I don't think this will quite do as Latin, mainly because (unlike modern Italian - "un' esercito di prodi, da me guidato...": any music-lovers out there recognise the quotation?) Romans would hardly write _exercitus_ in such a context, rather they would use _milites_, but also because _Exercitui visus est iam sese vicisse_ is in itself ungrammatical: with _exercitui_ in the dative, _sese_ (reflexive pronoun) is just meaningless, and the masculine participle _visus_ has nothing to agree with.
_militibus visa est victoria iam relata esse_ would at least be grammatical - "To the troops, it appeared that victory had been already won". But even this is straining idiom. Better _militibus visum est hostes iam devinctos esse_, or something of the kind.
But I too remain unsure that this is what Pugnator wants us to translate.
Σ


----------



## Pugnator

Scholiast said:


> salvete omnes!
> 
> I don't think this will quite do as Latin, mainly because (unlike modern Italian - "un' esercito di prodi, da me guidato...": any music-lovers out there recognise the quotation?) Romans would hardly write _exercitus_ in such a context, rather they would use _milites_, but also because _Exercitui visus est iam sese vicisse_ is in itself ungrammatical: with _exercitui_ in the dative, _sese_ (reflexive pronoun) is just meaningless, and the masculine participle _visus_ has nothing to agree with.
> _militibus visa est victoria iam relata esse_ would at least be grammatical - "To the troops, it appeared that victory had been already won". But even this is straining idiom. Better _militibus visum est hostes iam devinctos esse_, or something of the kind.
> But I too remain unsure that this is what Pugnator wants us to translate.
> Σ


I don't know If I've wrote well but the Army isn't winning, they didn't lose yet but seemed to  them to have been already defeated. Lorenzogreen Said I've translated it correctly because I've used the personal construction of videor. So what do you think ?


----------



## Lorenzogreen

Sorry if I didn't write in english. Well I the verb videor in this case requires the personal construction. So it should be:
*Excercitus sibi visus est victus esse*


----------



## Scholiast

Lorenzogreen said:


> Sorry if I didn't write in english. Well I the verb videor in this case requires the personal construction. So it should be:
> *Excercitus sibi visus est victus est *


No-one has any reason to apologise for their English on this site: I'm sure our Moderators would agree that in the Latin Forum, as in classical scholarship generally, we trade in more or less every tongue.

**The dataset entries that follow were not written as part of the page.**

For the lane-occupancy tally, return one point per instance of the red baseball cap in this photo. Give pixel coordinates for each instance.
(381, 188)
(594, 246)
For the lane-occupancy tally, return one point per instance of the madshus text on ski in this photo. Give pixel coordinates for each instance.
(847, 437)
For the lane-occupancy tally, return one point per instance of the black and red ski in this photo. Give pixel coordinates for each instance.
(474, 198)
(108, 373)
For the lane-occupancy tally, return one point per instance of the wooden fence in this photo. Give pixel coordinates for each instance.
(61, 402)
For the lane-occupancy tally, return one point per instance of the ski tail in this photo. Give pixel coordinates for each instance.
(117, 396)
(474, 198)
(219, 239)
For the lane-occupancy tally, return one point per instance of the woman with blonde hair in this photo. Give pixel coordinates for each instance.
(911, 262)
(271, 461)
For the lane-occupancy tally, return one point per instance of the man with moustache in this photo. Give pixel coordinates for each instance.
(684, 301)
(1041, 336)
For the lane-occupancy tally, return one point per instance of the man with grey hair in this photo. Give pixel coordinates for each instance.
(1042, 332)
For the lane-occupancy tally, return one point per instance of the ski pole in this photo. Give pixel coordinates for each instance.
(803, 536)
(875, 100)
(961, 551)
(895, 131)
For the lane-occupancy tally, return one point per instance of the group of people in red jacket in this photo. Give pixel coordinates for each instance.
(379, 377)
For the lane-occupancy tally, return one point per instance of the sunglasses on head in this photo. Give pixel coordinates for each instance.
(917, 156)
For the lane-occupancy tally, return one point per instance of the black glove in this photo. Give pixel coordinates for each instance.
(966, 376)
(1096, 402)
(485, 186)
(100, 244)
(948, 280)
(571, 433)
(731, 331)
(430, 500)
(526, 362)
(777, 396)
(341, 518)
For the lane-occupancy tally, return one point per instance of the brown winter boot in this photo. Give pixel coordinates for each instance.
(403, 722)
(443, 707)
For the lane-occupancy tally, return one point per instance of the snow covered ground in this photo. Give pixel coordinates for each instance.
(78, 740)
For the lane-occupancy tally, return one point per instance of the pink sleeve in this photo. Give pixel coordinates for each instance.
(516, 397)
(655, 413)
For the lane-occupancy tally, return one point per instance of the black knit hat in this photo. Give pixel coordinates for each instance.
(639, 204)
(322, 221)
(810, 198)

But I am also so sorry to say, this [*Excercitus sibi visus est victus est] *is also not grammatically possible, at least in classical Latin. "Excercitus" is of course a pardonable mis-spelling for _exercitus_. But more importantly, just to make it grammatic, you'ld have to say (or write) _exercitus sibi visus est victus esse_.

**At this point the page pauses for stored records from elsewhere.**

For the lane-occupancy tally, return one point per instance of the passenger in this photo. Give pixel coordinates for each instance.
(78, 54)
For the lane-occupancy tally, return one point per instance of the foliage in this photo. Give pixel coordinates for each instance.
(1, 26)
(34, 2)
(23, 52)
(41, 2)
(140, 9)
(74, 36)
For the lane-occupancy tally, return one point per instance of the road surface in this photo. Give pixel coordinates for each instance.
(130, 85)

That is now grammatically correct, but it still to me does not "feel" right.

Any chance of giving us, please, some wider context and explanation? Then of course everyone will do their best to help.

Σ


----------



## Pugnator

Scholiast said:


> Any chance of giving us, please, some wider context and explanation? Then of course everyone will do their best to help.
> 
> Σ


The army went to fight a battle, but the battle take a turn for the worst so the army think that they have been already defeated. 


Scholiast said:


> just to make it grammatic, you'ld have to say (or write) _exercitus sibi visus est victus esse_


That was my first and only attempt, I think it is correct but I'm not sure about it.


----------



## Lorenzogreen

Yes sorry I got confused. So it should be exercitus visus est sibi victus esse. I don't really know how to say it because to me it looks like it's the only way


----------



## bearded

Scholiast said:


> _exercitus sibi visus est victus esse_.
> That is now grammatically correct, but it still to me does not "feel" right.


As a matter of fact, visus/victus...sounds confusing, or at least poor style.
Why not _exercitus sibi victus esse paruit?_


----------



## Scholiast

Greetings once again all round

I have been wrestling with this, but still think (cf. # 4) that _exercitus_ is wrong here. Could we try again with _milites_, please?

_militibus nostris res in deteriora cadere videbantur  
_
Σ


----------



## gabal

iam milites putabant se victores


----------



## bearded

gabal said:


> iam milites putabant se victores


''Putabant se victos'', maybe.


----------